In this study, we evaluated the expression of 14 candidate reference genes across different tissues (root, rhizome, leaf) at various developmental stages (returning green, April; rapid growth and flowering, May; seed setting, July; and senescence stage, October) in the two congeneric medicinal plants, G. uralensis and G. inflate, respectively. Based on previous research and our preliminary data, we hypothesized that internal references for spatio-temporal gene expression are different from the reference genes suited for individual factors. In G. uralensis, the top three most stable reference genes across different tissues were R3HDM2, CAC and TUB, while CAC, CYP and ABCC2 were most suited for different developmental stages. CAC is the only candidate recommended for both biotic factors, which is reflected in the stability ranking for the spatio (tissue)-temporal (developmental stage) interactions (CAC, R3HDM2 and DNAJ). Similarly, in G. inflata, COPS3, R3HDM2 and DREB were selected for tissues, while RAN, COPS3 and CS were recommended for developmental stages. For the tissue-developmental stage interactions, COPS3, DREB and ABCC2 were the most suited reference genes. In both species, only one of the top three candidates was shared between the individual factors and their interactions, specifically, CAC in G. uralensis and COPS3 in G. inflata, which supports our overarching hypothesis.
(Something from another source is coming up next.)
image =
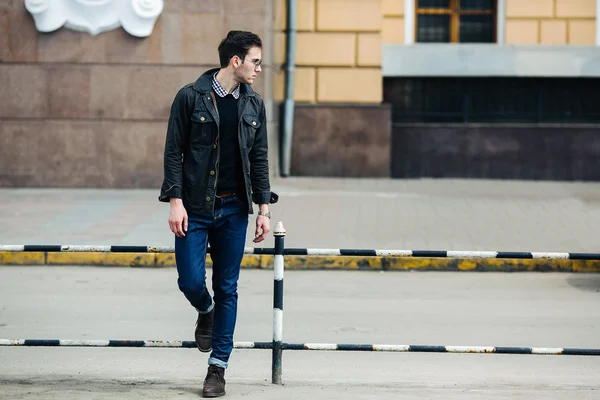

In addition, we also documented the reference genes that have been used in RT-qPCR analyses among 12 different Leguminosae plants under the same biotic conditions with current study, i.e., tissue and/or developmental stage. Among the 115 genes have been tested, even the routinely used reference genes showed variable expressions under different experimental conditions. Therefore, to avoid the misinterpretation of RT-qPCR results, a thorough evaluation of reference genes is strongly recommended. More importantly, given that biosynthesis of bioactive compounds is typically spatio-temporal dependent, the selection of suitable reference genes should follow suit. Based on previous studies and our current results, we concluded (1) transcriptome is a rich reservoir for selecting stably expressed candidate reference genes, (2) customized design, especially the interaction among the experimental conditions, is warranted for searching suitable reference genes in any given species, and (3) without validation study, gene(s), including housekeeping genes, could lead to ambiguous results, especially in non-model species. Finally, spatio-temporal selection of reference genes not only lays the foundation for functional genomics research in Glycyrrhiza, but also facilitates these traditional medicinal herbs to reach/maximize their pharmaceutical potential.